Monday, February 18, 2013

Wing price spikes forcing some smarter marketing

If you run a local tavern or casual restaurant that sells a lot of chicken wings, you can always emphasize some of your other offerings to help combat the current sharply increasing price of wings from suppliers.

But, what if you run a chain that emphasizes wings in the name, the logo and on the menu? That's the problem facing Buffalo Wild Wings, which has a store in Clifton Park.

The company has reported that record-high chicken wing prices cut into its profit margins for much of 2012. In response, it has worked out a new menu pricing system for this year that is being eagerly watched by competitors as well as independent restaurateurs who pay attention to the big boys' marketing moves.

In other words, don't be surprised if the Buffalo changes eventually are reflected in service and pricing of wings at your favorite local haunt. 

“We faced challenges last year, but we maintained a disciplined approach to ensure our long-term success,” chief executive Sally Smith said during a fourth-quarter earnings call with analysts. “Even as we dealt with higher-than-expected cost of sales, we continued to invest in our future success.”
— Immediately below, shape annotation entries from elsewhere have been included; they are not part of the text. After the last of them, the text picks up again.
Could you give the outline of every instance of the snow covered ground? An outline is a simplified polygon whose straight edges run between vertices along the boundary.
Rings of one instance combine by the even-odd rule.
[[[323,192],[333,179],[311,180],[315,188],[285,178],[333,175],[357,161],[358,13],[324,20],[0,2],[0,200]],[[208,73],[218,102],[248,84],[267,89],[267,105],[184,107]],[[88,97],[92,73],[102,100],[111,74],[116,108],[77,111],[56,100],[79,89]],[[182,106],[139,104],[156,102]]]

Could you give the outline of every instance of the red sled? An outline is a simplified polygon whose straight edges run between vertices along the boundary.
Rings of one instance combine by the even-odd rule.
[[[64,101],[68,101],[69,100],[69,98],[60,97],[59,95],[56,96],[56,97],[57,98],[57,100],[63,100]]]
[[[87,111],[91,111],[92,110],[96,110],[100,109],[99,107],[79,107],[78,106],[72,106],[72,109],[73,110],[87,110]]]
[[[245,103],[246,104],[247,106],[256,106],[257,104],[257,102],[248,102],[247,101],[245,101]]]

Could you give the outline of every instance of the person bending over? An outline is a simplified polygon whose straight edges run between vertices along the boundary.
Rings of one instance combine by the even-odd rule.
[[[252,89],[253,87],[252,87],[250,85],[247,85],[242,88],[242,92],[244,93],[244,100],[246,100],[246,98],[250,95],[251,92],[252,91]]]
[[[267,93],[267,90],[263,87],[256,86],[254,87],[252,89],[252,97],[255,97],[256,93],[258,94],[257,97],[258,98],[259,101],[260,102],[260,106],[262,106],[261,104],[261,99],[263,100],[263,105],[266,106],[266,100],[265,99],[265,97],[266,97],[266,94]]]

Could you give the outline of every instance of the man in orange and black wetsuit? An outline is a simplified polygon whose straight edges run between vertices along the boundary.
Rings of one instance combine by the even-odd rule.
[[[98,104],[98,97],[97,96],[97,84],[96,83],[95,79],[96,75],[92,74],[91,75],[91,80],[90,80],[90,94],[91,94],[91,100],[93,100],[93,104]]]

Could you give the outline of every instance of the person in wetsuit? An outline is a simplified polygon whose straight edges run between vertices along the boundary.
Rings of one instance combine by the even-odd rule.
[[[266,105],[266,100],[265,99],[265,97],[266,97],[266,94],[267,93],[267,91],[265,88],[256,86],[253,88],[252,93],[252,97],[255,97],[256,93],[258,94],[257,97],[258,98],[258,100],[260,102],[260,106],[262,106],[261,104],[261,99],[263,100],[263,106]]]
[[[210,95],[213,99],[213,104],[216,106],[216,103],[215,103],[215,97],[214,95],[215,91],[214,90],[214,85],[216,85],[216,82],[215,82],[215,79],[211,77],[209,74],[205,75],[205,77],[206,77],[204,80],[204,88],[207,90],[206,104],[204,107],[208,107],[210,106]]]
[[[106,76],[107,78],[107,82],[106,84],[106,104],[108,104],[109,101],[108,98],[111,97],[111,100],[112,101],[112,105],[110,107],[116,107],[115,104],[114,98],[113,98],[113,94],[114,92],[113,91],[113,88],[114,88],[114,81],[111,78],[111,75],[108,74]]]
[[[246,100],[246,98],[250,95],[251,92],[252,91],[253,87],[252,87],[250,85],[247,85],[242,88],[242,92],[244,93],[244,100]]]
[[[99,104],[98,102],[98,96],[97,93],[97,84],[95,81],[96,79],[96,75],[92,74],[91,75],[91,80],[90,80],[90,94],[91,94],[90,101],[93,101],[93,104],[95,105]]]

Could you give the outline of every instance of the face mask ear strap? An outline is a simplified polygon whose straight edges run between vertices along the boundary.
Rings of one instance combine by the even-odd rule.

Food costs rose 2.6% from a year earlier to 32% of sales in the fourth quarter, driven by a 70% increase in the brand’s cost-per-wing from a year earlier. Traditional wings cost $2.07 per pound, an increase of 65 cents from the prior year, but larger wings also yielded fewer wings per pound, she said. For the first two months of 2013’s first quarter, wings are averaging $2.13 per pound. Fourth-quarter labor costs also rose slightly, by 0.3% from a year earlier.

According to a report in the trade publication Nation's Restaurant News, the chain’s test of a new pricing system, which serves wings in variable-size portions based on weight rather than a fixed number of wings, is in place at 64 locations, including both company-owned and franchised units. Instead of emphasizing the number of wings in each order, according to Smith, orders might be described as “single, double and triple” or “snack, platter and meal.”

Buffalo Wild Wings is expected to make a final decision on the pricing structure some time in the second quarter of the year, just ahead ahead of a new menu rollout set for August.

The chain did not increase menu prices early last year, when 2012’s record-high wing costs followed record lows from 2011,but by the third quarter, “there was no other way to cover the cost of the product,” Smith said. The brand ended up taking about 6% of pricing increases for all of 2012.